September 20, 2012
GENRE: Literary Realism / Ghost Story (of sorts)
The Keep has been on my to-read list for five years. I'm not entirely sure why it took me so long to read it, but it's left me with a great deal to think about. It's a deceptively simple book, with great and murky depths. And I don't mean "murky" in a pejorative sense. It's simply that there's so very much going on beneath the surface that it seems impossible to sink in deeply enough to touch bottom.

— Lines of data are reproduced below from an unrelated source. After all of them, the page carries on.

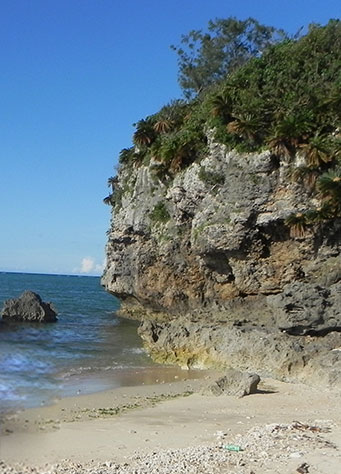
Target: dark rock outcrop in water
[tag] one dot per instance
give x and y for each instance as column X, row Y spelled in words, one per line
column 213, row 274
column 29, row 307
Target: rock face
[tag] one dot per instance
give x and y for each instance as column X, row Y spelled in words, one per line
column 208, row 254
column 28, row 307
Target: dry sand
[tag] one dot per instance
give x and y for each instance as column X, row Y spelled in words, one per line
column 167, row 428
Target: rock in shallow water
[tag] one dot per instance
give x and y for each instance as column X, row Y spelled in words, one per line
column 29, row 307
column 234, row 382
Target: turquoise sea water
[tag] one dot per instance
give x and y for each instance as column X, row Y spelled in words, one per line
column 87, row 350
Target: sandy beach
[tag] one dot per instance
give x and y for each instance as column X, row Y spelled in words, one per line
column 170, row 427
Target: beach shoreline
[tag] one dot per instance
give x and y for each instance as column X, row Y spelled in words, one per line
column 115, row 429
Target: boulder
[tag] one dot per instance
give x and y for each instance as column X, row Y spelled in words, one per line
column 29, row 307
column 234, row 382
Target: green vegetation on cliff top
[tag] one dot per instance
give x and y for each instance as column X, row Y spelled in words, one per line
column 255, row 89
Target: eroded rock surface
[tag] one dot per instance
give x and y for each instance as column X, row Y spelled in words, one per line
column 28, row 307
column 235, row 383
column 213, row 268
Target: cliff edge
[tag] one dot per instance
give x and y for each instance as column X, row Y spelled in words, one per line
column 226, row 227
column 209, row 266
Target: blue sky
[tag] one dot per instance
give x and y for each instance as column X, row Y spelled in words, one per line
column 75, row 75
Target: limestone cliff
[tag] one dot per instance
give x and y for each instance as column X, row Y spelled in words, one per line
column 206, row 257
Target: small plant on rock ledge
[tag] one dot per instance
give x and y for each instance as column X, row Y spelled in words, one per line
column 160, row 213
column 211, row 178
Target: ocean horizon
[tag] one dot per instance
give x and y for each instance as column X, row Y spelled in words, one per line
column 88, row 349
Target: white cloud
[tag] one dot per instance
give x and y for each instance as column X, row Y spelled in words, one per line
column 89, row 265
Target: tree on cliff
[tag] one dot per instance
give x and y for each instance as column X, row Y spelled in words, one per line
column 205, row 58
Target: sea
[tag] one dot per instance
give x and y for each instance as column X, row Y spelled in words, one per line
column 89, row 348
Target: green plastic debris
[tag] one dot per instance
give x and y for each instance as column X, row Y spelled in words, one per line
column 233, row 447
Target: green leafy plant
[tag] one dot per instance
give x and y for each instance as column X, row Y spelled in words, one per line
column 160, row 213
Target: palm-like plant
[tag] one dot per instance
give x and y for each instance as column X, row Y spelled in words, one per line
column 221, row 106
column 108, row 200
column 317, row 151
column 298, row 224
column 244, row 126
column 163, row 125
column 112, row 181
column 126, row 155
column 145, row 133
column 288, row 133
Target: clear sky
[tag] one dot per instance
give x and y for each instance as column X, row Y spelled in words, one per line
column 75, row 75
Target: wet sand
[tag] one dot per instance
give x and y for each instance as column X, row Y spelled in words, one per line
column 111, row 428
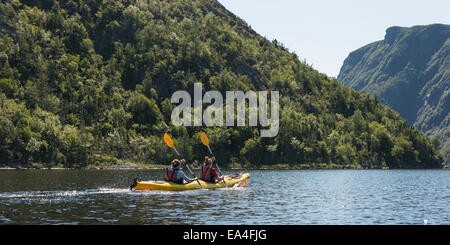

On the surface, it's the story of a man escaping New York to help his cousin renovate an eastern European castle. Danny is an experienced "second" - he's the man who stands beside powerful men and makes things run. Addicted to his cell phone and all other forms of wireless connectivity, he drags a portable satellite dish all the way to the castle, only to lose it to the stygian depths of a ancient pool. It's the first hint of one of Egan's central themes - how much technology is like magic, how very much it makes us like ghosts. About a quarter of the way into Danny's awkward and somewhat fraught reunion with his cousin, the narrator suddenly introduces himself, exposing the book's second thread, this one concerning the narrator himself, a convict who is penning Danny's story for a prison writing class.
The marriage of these two threads, (Danny's story and the narrator's), should be awkward, but in Egan's hands it works. The narrator is a compelling figure, as compelling, though in a different way, as Danny is. One can't help but feel that the two are viscerally connected. In the climax we learn why and how. The knowledge is both satisfying and inevitable, and strangely touching, given the characters involved - flawed men living flawed lives, warped and, in Danny's case, occasionally ridiculous. In fact, the book is a symphony of sorts, with various elements playing together in deep harmony - until the denouement.
In the first two sections, the convict narrates Danny's story, inserting asides and moving his own threads forwards as he does. In the final section, his writing teacher takes up the reins, a switch that might have worked were it not so disruptive, so packed with the backstory of a secondary, (though admittedly pivotal), character. I can see why Egan did it - she was able to elucidate certain issues by switching narrators, and it allowed her to tie up loose ends, but overall, it distracted from the final, perfect connection between Danny and the narrator, the thing at the novel's heart. It is The Keep's only real flaw, and one I can forgive, given the structural boldness of the rest. I just can't help but wish for less - less explanation, less backstory, less denouement. With such a well-pitched climax, a brief afterward or epilogue would have functioned to tie the bows. The story stands perfectly without the rest.